Principal photography


Principal photography

Principal photography is the phase of film production in which the movie is actually shot, as distinct from pre-production and post-production.

Principal photography is usually the most expensive phase of film production and generally marks a point of no return for the financiers. While it is not uncommon for a film to lose its greenlight status during pre-production (for example, because an important element such as a cast member drops out), it is extremely uncommon for finance to be withdrawn once principal photography has commenced (and is usually regarded as a catastrophe).

In the United Kingdom, since 2005, top independent production companies and major studios when dealing with major motion pictures have recently adapted the short term of Roll Programme which is similar to greenlighting, however it is commonly used by accountants and producers in highlighting the fact to all parties concerned that there is no abort, cancellation or any other route for the film apart from finishing the film under any circumstances. This is only used for very high cost films, as calling a halt to a major feature whilst in production will cost the studio or producer even more in penalty fees and insurance claims for non-completion of the project.
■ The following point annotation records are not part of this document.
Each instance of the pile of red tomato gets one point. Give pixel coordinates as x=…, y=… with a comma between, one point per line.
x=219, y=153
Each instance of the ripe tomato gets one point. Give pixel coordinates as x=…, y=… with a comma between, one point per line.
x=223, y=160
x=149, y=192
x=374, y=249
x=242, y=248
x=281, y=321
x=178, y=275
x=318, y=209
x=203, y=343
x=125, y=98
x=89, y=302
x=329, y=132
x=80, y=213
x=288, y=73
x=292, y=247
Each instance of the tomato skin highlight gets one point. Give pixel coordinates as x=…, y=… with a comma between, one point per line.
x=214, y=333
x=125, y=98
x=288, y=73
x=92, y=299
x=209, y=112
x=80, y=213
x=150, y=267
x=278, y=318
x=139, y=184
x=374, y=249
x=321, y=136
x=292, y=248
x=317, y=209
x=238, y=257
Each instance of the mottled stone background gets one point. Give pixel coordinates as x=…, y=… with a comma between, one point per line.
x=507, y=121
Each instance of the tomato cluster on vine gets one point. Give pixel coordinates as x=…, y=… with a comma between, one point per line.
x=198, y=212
Once a film concludes principal photography it is said to have wrapped, and a wrap party may be organized to celebrate.

During post-production, it may become clear that certain shots or sequences are missing that are required to complete the film, or that a certain scene is not playing as expected, or even that a particular actor has failed to turn in a performance of the required caliber. In these circumstances, additional material may have to be shot. If the material has already been shot once, or is substantial, the process is referred to as a re-shoot, but if the material is new and relatively minor, it is often referred to as a pick-up.